It looks like the multiple government hacks are finally starting to get to them. President Barack Obama is now seeking $19 billion from congress in order to help attempt to put a stop to the hacks across the board. That means not just government agencies but companies and regular web surfers.
“That’s a 35 percent increase over the previous year’s budget,” according to CNET.
“That money, for example, would promote stronger security measures for finance and other online accounts, reduce the government’s reliance on Social Security numbers to ID citizens, recruit cybersecurity experts to hunt for intruders and test for weaknesses, and forgive student loans for experts joining the federal workforce.”

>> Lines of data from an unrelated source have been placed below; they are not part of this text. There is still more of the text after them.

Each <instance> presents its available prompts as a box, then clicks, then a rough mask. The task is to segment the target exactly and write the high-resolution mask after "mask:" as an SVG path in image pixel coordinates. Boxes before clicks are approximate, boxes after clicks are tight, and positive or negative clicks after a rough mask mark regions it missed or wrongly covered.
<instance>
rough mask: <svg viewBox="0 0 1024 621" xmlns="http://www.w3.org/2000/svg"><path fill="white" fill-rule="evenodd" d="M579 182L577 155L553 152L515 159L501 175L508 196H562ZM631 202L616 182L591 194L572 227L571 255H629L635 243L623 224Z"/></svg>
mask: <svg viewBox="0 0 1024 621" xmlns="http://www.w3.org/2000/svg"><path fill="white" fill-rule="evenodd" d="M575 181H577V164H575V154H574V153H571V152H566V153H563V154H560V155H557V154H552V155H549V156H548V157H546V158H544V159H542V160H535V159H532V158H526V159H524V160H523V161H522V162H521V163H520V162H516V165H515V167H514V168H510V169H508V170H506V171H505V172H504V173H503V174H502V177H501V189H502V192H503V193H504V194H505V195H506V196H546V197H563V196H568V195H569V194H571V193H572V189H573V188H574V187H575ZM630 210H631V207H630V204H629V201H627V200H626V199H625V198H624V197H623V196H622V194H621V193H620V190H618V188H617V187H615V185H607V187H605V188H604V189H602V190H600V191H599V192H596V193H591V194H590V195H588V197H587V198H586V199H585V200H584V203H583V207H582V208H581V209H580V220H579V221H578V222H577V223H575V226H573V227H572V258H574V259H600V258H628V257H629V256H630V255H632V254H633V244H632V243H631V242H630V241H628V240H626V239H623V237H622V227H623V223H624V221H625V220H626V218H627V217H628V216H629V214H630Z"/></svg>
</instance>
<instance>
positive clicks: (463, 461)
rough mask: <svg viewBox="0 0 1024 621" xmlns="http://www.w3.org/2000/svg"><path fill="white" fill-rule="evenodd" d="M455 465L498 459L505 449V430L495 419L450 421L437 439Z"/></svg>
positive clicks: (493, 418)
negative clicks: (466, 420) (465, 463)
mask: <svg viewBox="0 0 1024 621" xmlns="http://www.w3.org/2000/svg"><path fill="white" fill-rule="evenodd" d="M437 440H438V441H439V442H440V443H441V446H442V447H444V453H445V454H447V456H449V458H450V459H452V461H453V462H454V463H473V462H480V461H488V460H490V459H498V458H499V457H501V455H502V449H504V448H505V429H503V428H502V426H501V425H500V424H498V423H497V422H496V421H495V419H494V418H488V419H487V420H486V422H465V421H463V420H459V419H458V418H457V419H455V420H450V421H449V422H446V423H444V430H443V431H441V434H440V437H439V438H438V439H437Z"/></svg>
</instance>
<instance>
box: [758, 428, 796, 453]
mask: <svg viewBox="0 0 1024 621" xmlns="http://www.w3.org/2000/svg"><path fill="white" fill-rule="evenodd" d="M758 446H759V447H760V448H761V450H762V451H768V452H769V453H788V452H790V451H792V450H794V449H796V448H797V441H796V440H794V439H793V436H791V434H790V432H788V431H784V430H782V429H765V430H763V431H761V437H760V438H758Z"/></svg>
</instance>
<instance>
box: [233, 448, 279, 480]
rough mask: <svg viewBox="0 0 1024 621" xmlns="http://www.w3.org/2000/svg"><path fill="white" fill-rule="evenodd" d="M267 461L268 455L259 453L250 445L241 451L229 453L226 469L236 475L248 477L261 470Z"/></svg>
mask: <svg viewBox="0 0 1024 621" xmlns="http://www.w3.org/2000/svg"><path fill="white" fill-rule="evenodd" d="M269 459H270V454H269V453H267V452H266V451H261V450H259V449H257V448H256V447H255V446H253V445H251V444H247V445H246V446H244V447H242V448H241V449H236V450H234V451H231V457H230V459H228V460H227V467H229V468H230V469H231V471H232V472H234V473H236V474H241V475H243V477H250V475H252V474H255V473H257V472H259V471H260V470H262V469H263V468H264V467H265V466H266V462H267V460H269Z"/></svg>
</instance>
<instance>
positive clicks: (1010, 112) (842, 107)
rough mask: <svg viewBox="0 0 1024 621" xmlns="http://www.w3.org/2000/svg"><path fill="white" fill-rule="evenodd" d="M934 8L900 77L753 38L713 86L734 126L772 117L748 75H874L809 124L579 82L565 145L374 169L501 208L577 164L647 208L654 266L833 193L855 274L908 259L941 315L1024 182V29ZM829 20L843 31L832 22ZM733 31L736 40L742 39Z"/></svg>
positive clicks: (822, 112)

Revamping the government’s old computer systems is also part of the plan when it comes to dispersing the money. The fight against hackers has been long and tumultuous. Whether it’s government agencies or companies like Home Depot and Target, hackers have been busy across the board trying to steal as much personal information as possible.
“Last year, for example, the US Office of Personnel Management revealed hackers grabbed the personal records of more than 21 million federal workers, including the Social Security numbers, fingerprint images, and histories of substance abuse and mental illness of federal job applicants and their family members,” according to the report.
Cyber breaches are of great concern but it’s hard to think about just how the money will be dispersed and whether or not it will even make a difference against skilled hackers who can cover their tracks very well.
“In December, officials discovered hackers working for a foreign government had installed a backdoor on computing gear from Juniper Networks that let them spy for three years on encrypted communications of US agencies and private companies,” according to the report.
“In 2014, a cyberattack exposed the personal information of about 800,000 workers for the US Postal Service.”
There is clearly a lot to consider but at least the government is trying to protect themselves in a continuous cyber warfare.